De hecho, en su segunda “indagatoria”, Andrusco es inquirido por Juica debido a la imputación hecha en su contra por el coronel Guillermo González Betancourt, respecto a que dejó en libertad a Ramón Arriagada, un egresado de Arquitectura detenido en febrero de 1985, a quien precisamente se le interrogó por las actividades de Natino y Parada. Andrusco rechazó los dichos de su superior y los relacionó a problemas de envidia, ya que al trabajar como escolta de personas importantes, dijo, gozaba de ciertos privilegios. El coronel en cuestión fue condenado por Juica a presidio perpetuo.
En otra foja del expediente, del 7 de enero de 1985, Miguel Sandoval Martínez, funcionario de la Dicomcar, relató que dentro del organigrama interno el coronel Julio Michea era “asesorado” por un grupo de oficiales, entre los cuales estaba Andrusco, quien tenía el grado de teniente (ver documento anexo Miguel Sandoval). La versión fue confirmada por el propio Michea el mismo año (ver declaración adjunta).

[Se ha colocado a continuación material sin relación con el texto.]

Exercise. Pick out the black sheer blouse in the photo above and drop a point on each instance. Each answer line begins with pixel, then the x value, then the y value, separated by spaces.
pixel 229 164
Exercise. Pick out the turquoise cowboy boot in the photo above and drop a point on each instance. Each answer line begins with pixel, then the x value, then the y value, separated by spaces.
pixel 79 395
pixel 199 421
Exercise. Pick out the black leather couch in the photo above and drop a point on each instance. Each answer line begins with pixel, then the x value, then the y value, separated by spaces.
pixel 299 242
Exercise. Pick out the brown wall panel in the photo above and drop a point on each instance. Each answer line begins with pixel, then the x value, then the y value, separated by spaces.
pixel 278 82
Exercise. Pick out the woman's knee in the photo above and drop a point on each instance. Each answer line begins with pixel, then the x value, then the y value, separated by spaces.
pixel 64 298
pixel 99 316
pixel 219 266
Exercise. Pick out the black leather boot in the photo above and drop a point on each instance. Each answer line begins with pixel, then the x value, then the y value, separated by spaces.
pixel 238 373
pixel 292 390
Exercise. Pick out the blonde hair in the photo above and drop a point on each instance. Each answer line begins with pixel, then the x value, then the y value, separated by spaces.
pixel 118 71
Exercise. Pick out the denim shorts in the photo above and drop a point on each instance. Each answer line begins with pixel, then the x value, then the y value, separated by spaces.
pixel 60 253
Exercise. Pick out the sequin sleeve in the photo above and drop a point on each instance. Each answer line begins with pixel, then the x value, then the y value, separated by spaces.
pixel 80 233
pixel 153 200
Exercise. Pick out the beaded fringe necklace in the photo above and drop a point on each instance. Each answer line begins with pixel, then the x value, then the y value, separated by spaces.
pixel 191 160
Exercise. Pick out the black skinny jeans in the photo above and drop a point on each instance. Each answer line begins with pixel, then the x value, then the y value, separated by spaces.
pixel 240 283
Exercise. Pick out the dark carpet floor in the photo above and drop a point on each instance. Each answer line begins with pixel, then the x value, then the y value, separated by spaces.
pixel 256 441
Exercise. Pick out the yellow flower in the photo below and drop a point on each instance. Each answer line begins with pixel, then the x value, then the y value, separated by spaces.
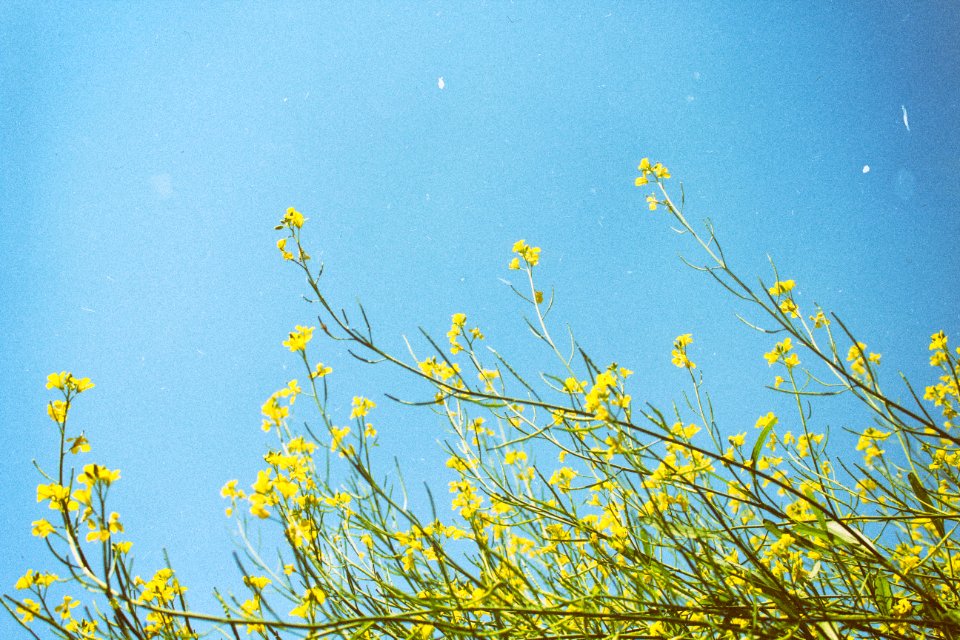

Michea fue condenado por el ministro Milton Juica a cinco años y un día por secuestro y asociación ilícita.
En julio de 1991, Juica interroga al entonces cabo primero Daniel Valderrama Satt (ver declaración anexa), quien aseguró que después de cometido el crimen, Fontaine realizaba muchas reuniones relativas a cómo se iban desarrollando los hechos. En ellas participaba Andrusco, como también el capitán Patricio Zamora, el capitán Manuel Muñoz Gamboa, el coronal Guillermo González Betancourt, los cabos Luis Jofré, Ramón Valenzuela, Claudio Salazar y el propio Michea. Todos los anteriores fueron condenados por Juica, menos Andrusco.
Por último, en el expediente también está la declaración de Elsa Esquivel Rojo (ver declaración anexa), quien aseguró ante Juica que fue detenida junto a su hijo, Carlos González Esquivel. Esto lo hizo, según la mujer, el entonces teniente Andrusco, en el marco de las diligencias que realizaban para dar con el paradero de los atacantes a la tenencia Santa Adriana ocurrida a fines de 1984.
Esta declaración tomada por Juica buscaba establecer si Andrusco realizaba o no actividades operativas y no sólo de escolta.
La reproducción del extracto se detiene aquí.